Long COVID Plasma Induces Endothelial Injury and Reduces Syndecan-1 and von Willebrand Factor Levels in Human Umbilical Vein Endothelial Cells

Endothelial dysfunction and persistent coagulopathy (thrombotic endothelialitis) are central drivers of Long COVID pathophysiology. However, the effects of insoluble circulating fibrinaloid microclot complexes (FMCs) on endothelial function remain unclear. This study investigated the impact of Long COVID platelet-poor plasma (PPP), containing FMCs, on endothelial activation, glycocalyx degradation, and endothelial injury.
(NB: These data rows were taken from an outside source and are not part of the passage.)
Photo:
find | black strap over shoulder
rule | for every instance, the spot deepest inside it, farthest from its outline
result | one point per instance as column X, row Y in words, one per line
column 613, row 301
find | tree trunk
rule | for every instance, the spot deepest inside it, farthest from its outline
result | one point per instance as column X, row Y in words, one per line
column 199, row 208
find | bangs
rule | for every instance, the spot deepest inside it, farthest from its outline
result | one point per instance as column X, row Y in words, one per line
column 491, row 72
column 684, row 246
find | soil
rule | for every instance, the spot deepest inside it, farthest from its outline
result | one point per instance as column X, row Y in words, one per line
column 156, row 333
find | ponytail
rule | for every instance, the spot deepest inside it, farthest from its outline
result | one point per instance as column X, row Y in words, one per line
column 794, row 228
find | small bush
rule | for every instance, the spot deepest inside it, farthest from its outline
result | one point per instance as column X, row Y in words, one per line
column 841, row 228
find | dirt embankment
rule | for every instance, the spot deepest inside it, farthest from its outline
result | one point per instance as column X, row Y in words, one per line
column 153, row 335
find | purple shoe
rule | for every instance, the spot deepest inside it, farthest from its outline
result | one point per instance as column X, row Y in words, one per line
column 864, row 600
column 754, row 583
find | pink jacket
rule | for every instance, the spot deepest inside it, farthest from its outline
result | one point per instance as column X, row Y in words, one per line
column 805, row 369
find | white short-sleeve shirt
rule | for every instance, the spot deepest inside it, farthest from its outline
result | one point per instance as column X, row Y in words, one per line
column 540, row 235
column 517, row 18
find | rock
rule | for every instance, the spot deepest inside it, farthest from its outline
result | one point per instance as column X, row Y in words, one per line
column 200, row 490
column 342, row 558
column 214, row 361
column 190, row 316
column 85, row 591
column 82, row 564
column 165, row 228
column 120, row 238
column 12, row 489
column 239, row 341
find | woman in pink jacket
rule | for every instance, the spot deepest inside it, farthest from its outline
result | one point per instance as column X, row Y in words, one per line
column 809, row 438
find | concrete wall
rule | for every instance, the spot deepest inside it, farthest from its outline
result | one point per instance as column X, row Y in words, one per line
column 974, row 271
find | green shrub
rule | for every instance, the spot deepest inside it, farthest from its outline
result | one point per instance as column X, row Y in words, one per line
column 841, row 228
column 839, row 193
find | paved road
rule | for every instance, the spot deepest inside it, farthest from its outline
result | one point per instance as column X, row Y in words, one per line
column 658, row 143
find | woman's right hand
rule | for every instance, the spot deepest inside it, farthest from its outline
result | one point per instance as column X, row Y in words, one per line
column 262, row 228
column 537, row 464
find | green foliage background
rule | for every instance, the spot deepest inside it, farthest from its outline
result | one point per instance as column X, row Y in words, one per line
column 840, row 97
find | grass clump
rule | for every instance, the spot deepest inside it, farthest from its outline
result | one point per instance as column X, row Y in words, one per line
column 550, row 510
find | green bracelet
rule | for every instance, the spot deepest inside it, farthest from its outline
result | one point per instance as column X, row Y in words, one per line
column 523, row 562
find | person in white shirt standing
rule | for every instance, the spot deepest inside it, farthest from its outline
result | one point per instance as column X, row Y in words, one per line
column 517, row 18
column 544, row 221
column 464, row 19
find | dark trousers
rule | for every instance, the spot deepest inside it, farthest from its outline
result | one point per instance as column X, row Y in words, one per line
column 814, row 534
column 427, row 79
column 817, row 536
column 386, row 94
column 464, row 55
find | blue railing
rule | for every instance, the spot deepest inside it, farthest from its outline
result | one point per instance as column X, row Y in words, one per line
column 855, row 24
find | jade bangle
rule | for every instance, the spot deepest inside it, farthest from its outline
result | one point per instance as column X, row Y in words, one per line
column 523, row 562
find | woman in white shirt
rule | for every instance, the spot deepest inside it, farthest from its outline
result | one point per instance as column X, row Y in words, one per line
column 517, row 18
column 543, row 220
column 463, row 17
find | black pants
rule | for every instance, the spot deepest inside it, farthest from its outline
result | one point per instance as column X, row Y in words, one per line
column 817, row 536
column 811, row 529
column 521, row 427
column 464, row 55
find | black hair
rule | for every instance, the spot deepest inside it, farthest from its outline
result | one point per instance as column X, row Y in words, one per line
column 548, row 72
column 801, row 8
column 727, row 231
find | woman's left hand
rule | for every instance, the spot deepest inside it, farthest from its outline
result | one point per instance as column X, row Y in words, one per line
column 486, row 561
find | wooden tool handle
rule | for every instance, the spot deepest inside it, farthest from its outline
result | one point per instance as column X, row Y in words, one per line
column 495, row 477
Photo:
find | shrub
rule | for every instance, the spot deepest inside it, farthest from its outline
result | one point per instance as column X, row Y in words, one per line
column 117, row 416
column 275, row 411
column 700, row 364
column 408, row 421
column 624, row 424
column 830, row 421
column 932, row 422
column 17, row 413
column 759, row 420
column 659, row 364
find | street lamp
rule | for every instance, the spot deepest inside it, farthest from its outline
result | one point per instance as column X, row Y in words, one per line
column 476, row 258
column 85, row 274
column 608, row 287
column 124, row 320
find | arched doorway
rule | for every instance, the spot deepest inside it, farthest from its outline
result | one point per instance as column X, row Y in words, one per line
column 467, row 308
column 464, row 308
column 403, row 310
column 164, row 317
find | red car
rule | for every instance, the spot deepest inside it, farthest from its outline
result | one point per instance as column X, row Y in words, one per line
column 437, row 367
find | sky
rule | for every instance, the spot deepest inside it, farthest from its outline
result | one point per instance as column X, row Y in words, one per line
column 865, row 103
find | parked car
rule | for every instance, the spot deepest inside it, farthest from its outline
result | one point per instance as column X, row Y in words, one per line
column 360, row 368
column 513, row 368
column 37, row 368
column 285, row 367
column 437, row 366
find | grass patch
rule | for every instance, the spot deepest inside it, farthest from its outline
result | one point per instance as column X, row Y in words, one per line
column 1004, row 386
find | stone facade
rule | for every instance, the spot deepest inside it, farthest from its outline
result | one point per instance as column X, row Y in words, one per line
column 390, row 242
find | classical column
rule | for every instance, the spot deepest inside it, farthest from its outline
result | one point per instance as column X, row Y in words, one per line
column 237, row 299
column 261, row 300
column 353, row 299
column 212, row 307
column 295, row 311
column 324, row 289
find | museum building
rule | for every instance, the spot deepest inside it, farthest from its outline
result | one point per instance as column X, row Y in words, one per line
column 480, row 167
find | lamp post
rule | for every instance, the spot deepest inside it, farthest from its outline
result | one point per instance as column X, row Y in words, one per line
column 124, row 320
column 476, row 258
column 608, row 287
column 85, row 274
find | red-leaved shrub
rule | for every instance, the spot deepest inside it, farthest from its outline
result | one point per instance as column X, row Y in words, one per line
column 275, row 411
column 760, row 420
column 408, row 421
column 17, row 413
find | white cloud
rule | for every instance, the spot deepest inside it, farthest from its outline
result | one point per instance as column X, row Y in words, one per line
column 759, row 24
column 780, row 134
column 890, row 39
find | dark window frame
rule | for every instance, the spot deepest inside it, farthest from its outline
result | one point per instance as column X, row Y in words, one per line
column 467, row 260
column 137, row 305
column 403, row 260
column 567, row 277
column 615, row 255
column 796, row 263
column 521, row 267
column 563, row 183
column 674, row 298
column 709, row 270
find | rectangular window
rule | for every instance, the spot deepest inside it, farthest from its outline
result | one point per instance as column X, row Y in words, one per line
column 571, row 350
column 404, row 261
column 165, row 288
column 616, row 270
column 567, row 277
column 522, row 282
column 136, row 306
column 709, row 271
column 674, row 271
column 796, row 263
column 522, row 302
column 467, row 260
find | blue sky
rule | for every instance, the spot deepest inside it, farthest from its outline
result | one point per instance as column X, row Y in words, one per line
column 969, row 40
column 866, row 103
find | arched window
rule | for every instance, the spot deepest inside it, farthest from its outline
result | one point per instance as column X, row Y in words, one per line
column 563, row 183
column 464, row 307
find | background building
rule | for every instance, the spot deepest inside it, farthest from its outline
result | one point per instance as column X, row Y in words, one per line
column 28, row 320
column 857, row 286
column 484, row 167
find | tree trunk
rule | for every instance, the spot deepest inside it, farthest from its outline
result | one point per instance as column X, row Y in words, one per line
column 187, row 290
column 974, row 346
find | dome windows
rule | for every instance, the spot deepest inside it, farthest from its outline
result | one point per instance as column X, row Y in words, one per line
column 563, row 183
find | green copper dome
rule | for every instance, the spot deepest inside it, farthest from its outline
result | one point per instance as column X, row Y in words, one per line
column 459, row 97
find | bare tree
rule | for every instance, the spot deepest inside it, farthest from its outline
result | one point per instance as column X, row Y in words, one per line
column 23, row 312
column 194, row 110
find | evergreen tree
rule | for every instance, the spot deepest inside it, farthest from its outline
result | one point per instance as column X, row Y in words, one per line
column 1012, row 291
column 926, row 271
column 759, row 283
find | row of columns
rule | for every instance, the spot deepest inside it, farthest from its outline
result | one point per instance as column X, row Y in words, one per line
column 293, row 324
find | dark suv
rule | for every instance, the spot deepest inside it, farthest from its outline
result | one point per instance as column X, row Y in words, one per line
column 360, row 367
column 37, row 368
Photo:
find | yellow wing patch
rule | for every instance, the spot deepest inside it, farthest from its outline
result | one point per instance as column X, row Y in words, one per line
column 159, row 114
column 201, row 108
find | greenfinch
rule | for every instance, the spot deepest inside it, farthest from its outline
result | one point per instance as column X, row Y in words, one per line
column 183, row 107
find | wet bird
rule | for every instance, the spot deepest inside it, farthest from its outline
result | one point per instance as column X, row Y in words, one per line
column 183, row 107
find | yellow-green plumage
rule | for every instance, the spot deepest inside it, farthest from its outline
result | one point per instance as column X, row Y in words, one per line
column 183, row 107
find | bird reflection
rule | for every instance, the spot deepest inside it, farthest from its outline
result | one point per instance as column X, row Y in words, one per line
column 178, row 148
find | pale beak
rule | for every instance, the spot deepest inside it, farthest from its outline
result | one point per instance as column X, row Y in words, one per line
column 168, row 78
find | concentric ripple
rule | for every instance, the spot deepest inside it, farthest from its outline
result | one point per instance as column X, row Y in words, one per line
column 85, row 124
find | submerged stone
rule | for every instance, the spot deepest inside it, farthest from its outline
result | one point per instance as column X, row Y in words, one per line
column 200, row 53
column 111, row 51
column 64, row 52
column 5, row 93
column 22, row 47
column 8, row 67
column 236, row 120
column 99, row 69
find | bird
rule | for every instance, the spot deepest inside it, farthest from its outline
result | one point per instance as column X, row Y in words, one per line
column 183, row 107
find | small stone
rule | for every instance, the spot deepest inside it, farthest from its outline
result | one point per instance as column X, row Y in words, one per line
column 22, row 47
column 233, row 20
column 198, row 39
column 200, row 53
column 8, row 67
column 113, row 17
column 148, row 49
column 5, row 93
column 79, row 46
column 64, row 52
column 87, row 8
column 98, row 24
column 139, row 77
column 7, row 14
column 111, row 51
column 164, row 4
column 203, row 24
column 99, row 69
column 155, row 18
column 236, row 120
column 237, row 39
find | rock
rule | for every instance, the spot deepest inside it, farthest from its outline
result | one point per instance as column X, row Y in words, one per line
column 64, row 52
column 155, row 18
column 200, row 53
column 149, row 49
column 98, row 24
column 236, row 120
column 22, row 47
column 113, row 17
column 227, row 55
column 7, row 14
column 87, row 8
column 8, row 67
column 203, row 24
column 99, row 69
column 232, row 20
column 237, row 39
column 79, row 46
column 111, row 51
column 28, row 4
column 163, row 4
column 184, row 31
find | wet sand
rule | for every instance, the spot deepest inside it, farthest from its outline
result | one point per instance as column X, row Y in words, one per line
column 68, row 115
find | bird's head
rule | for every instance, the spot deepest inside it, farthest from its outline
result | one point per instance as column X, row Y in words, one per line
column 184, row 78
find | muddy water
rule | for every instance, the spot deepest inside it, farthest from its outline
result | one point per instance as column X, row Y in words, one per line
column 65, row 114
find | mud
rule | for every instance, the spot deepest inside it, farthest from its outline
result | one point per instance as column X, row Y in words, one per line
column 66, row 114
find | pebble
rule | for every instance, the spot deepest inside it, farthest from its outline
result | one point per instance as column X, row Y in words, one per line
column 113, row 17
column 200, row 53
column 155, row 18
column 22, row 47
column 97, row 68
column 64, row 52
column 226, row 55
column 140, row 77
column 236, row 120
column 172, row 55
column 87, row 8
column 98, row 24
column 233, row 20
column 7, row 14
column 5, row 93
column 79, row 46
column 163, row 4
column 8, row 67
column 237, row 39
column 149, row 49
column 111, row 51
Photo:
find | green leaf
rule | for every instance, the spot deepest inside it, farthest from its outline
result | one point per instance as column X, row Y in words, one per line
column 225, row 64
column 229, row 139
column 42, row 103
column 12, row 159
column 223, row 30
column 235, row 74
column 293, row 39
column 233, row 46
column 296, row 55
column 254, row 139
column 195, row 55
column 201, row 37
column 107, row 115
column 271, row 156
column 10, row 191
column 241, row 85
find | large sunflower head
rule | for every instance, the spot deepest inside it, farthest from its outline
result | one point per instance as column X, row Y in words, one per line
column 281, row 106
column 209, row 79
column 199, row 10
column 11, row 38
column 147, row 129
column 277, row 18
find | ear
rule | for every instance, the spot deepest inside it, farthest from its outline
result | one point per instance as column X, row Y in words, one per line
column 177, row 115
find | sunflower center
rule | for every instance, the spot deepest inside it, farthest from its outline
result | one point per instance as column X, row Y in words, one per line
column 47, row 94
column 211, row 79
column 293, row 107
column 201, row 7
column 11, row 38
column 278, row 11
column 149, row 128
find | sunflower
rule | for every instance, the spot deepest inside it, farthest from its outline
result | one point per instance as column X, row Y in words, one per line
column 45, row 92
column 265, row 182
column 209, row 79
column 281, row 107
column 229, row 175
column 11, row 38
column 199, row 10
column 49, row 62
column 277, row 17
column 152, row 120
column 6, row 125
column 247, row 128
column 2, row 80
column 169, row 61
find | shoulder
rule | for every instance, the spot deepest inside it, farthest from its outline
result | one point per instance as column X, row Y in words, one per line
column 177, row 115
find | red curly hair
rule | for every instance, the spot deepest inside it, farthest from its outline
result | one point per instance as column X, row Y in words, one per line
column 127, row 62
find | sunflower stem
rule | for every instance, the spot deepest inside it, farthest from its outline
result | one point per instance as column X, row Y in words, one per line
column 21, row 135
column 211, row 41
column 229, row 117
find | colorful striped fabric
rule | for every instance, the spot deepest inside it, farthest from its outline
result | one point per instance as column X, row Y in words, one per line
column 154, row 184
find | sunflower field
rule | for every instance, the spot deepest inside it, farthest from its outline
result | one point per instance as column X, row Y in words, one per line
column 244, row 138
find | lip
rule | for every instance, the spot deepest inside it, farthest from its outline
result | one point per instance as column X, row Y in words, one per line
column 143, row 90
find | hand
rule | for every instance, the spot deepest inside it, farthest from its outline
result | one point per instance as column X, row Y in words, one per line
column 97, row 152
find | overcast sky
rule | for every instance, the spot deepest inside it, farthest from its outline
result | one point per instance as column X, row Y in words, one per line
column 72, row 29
FMC burden was quantified in control (n = 5) and Long COVID (n = 10) PPP using Thioflavin T and imaging flow cytometry. Healthy (passage ≤8) and senescent (passage 10) human umbilical vein endothelial cells were exposed to control PPP, Long COVID PPP, fibrinogen with serum amyloid A and spike protein S1, or DMSO (to induce cell death). Water-soluble tetrazolium 1 assays were used for metabolic activity, confocal microscopy for VWF and syndecan-1, and scanning electron and light microscopes for morphological assessments. Long COVID PPP showed significantly increased FMCs (p < 0.001). Although metabolic activity was unchanged, Long COVID PPP significantly reduced VWF compared to untreated (p < 0.001) and control PPP-treated (p < 0.01), indicating endothelial activation. Syndecan-1 was also decreased (p < 0.05), suggesting glycocalyx degradation. Morphological assessments revealed endothelial injury. Long COVID PPP, containing increased FMCs,promotes endothelial dysfunction, highlighting the therapeutic potential of targeting vascular restoration and FMC reduction.